What if the recording took twice as long, took the producer twice as long to edit, and cost the client twice as much?
What if the client wasn’t exactly thrilled with the clunk and crunch of the different takes that had been stuck together?
What if the client was gritting their teeth during the recording session, wondering if they’d made the right decision with the voice?
What if the client was so disappointed with the overall experience that they scrapped the project and gave the work to another company?
And what if the client never worked with the original company or voice actor again?
Hmm… suddenly, the patchwork voice actor is making everyone look bad – not just them.
Patching things up
This got me wondering where these patchwork performers come from – and who else they’ve worked with.
Well, I soon found out.
The other day, I worked with a new customer on a voice-over project.
At the beginning of the recording session, I was asked if I wanted to record the script “line by line” – to supposedly help my “breathing”.
Of course, I had to politely decline the offer, because, well, after 30+ years of voicing, I knew pretty darn well how to creatively interpret a script, breathe in the right places, and do it all to time.
So I recorded my first take.
“Tanya…” said the voice at the end of the line.
“Yes”, I replied.
“That was bang on 30 seconds”.
That’s great, I thought to myself.

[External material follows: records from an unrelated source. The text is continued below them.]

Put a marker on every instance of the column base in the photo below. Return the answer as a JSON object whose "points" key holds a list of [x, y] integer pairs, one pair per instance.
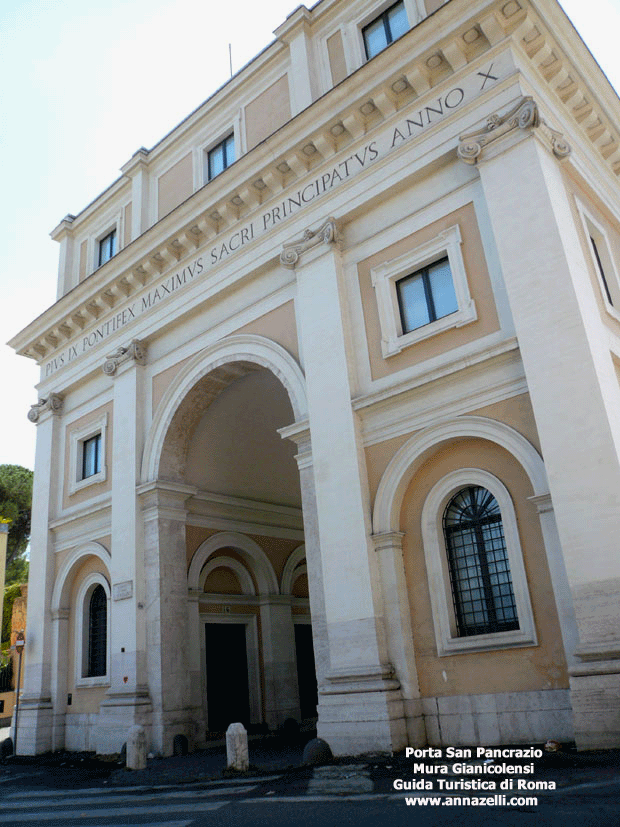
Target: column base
{"points": [[595, 697], [189, 723], [361, 711], [120, 710], [34, 726]]}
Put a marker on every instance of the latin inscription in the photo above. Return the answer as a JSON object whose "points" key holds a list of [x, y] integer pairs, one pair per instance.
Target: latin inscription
{"points": [[407, 129]]}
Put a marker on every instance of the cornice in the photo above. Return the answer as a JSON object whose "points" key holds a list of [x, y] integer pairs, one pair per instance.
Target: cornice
{"points": [[367, 98]]}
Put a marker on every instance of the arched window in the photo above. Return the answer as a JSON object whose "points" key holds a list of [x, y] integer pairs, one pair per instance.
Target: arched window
{"points": [[484, 600], [477, 581], [97, 633]]}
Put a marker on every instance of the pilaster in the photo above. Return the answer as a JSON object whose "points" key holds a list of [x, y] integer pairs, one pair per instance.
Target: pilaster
{"points": [[35, 718], [360, 704], [166, 608], [127, 701], [278, 636]]}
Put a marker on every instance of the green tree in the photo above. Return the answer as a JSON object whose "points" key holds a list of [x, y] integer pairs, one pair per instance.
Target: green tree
{"points": [[15, 505]]}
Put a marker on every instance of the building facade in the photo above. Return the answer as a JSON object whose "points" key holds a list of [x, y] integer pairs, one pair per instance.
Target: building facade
{"points": [[330, 397]]}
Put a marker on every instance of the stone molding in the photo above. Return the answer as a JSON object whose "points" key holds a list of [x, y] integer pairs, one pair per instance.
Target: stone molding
{"points": [[524, 115], [388, 541], [135, 351], [326, 234], [52, 403], [373, 678]]}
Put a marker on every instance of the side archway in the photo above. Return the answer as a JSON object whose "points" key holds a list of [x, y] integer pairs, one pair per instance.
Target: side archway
{"points": [[257, 560], [409, 458]]}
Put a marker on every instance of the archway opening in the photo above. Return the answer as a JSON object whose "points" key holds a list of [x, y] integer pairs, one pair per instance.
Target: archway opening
{"points": [[244, 521]]}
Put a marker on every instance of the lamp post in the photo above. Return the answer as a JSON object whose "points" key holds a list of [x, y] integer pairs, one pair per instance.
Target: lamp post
{"points": [[20, 642]]}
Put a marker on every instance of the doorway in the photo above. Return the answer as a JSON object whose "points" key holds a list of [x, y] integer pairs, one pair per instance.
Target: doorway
{"points": [[306, 670], [228, 696]]}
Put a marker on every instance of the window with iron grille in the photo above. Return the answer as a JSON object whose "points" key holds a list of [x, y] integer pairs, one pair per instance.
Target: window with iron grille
{"points": [[91, 456], [480, 578], [107, 248], [385, 29], [220, 157], [97, 633], [426, 295]]}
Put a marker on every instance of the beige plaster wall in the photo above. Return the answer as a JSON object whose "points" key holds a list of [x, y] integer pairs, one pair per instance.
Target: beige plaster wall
{"points": [[175, 185], [96, 488], [278, 325], [267, 112], [516, 412], [222, 580], [509, 670], [337, 62], [433, 5], [479, 285]]}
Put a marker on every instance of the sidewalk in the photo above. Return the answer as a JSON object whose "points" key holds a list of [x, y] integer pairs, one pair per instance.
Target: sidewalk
{"points": [[272, 756]]}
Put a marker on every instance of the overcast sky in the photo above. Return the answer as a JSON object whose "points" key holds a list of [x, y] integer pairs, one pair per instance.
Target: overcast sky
{"points": [[83, 84]]}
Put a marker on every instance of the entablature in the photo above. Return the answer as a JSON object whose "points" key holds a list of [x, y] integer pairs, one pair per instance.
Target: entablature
{"points": [[342, 117]]}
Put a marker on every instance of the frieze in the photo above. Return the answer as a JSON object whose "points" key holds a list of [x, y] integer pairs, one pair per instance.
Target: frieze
{"points": [[405, 127]]}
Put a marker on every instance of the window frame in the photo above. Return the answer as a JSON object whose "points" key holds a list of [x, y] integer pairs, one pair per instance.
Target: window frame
{"points": [[82, 631], [111, 234], [447, 638], [78, 439], [384, 278], [383, 16], [602, 261], [208, 150]]}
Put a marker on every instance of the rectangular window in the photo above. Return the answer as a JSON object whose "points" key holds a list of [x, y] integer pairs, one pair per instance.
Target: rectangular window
{"points": [[91, 456], [107, 248], [385, 29], [426, 295], [220, 157], [601, 271]]}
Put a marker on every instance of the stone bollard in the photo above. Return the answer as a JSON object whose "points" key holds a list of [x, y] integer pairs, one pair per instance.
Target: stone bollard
{"points": [[237, 748], [136, 748]]}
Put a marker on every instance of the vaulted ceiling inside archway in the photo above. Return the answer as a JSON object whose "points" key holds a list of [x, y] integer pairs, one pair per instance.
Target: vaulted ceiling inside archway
{"points": [[226, 441]]}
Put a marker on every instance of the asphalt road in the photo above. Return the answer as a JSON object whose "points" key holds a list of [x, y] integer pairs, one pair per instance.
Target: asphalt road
{"points": [[332, 796]]}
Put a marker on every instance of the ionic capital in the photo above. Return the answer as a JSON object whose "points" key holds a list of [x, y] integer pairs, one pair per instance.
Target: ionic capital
{"points": [[51, 403], [326, 234], [135, 351], [525, 115]]}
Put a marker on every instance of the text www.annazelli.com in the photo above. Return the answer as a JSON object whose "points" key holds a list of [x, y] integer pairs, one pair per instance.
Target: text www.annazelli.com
{"points": [[472, 801]]}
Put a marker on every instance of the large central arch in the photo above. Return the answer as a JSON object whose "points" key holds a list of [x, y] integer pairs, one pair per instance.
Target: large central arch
{"points": [[200, 381]]}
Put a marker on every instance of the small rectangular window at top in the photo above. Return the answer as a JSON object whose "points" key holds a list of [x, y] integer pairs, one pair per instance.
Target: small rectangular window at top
{"points": [[385, 29], [599, 264], [107, 247], [426, 295], [91, 456], [220, 157]]}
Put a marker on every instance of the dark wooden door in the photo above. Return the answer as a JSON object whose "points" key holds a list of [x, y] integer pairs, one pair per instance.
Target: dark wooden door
{"points": [[228, 697], [306, 671]]}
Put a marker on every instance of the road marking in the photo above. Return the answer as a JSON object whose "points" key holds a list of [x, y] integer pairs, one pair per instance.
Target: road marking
{"points": [[301, 799], [225, 783], [113, 812], [118, 797]]}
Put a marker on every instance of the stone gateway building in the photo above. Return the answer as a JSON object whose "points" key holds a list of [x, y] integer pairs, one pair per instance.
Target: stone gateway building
{"points": [[330, 399]]}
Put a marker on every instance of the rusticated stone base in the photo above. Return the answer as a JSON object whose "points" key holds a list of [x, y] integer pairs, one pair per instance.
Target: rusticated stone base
{"points": [[362, 711]]}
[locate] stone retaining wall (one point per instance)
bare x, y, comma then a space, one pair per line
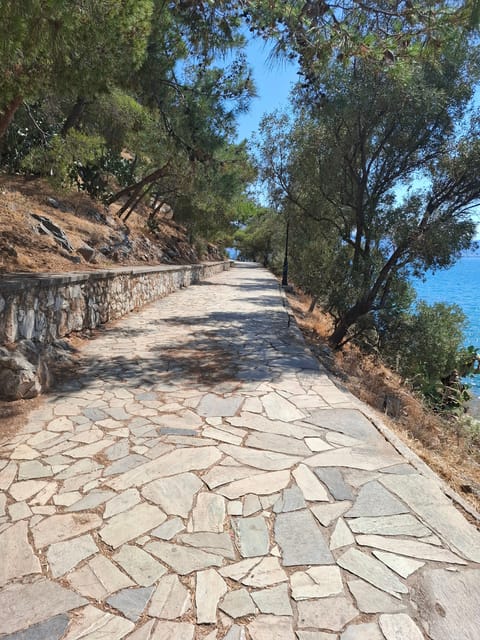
44, 308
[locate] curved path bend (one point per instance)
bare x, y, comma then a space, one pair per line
202, 478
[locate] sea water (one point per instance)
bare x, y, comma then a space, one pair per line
458, 285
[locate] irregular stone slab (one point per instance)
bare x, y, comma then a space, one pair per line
274, 600
327, 513
123, 502
292, 500
183, 560
239, 570
367, 630
125, 464
427, 500
131, 602
251, 505
175, 494
326, 613
276, 442
372, 571
170, 600
262, 484
264, 626
374, 500
449, 603
169, 529
371, 600
62, 527
131, 524
95, 623
401, 565
210, 588
91, 501
317, 444
367, 458
23, 605
218, 476
216, 543
267, 572
209, 513
139, 565
98, 578
213, 405
402, 525
52, 629
26, 489
17, 557
237, 604
341, 536
399, 626
348, 421
300, 539
335, 483
266, 460
64, 556
309, 484
171, 464
33, 469
410, 548
278, 408
173, 631
252, 536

It was meant to be!
What a confusing recording session. Why was this person so surprised that I could read the script to time? And why did they ask if I wanted to do it “line by line”?
There can only be one answer to these questions, really, and that is: it should be normal for a professional UK voice actor or voice-over artist to interpret scripts alone and/or with direction, and to be able to read to time.
To continue the story, I recently recommended one of my Richcraft voice-over coaching graduates for a job that required two voices: male and female. I’m pleased to say that he performed his parts perfectly. His counterpart (who was not a graduate of mine and was supposed to be an established professional voice) wasn’t so lucky, though. Her takes, I am told, took two hours – and were literally patched together into the final commercial.
Patchwork voice-over demos and voice-over showreels
If you’re looking to work with a voice-over artist, you should be aware that this kind of patchy work can also be found in voice-over demos and showreels.
For those not in the know, a voice-over demo or a voice-over showreel is a compilation of audio clips of an artist’s actual paid work, or recordings that have been professionally produced using scripts designed to show off their talents.
However they’re put together, they should be able to demonstrate what a voice-over artist can do in a professional setting.
What they shouldn’t be, of course, is a patchwork of patchy performances. So if an artist can’t reel their off scripts in one go, with good dramatic interpretation, and to time, and if they have other weaknesses in their voice like soft Rs or sibilant S sounds, then really, they should not be recording a showreel with the aim of getting professional work. They’re not ready and would be better off spending their showreel budget on extra vocal lessons.
So to all clients, agents, casting directors, producers, and students – please, take it from me: be mindful of being, or working with, a patchwork voice actor. Yes, audio can be easily stitched together these days, but a voice-over’s ability to nail a handful of takes will always ensure that projects pass off smoothly and are delivered on time and on budget.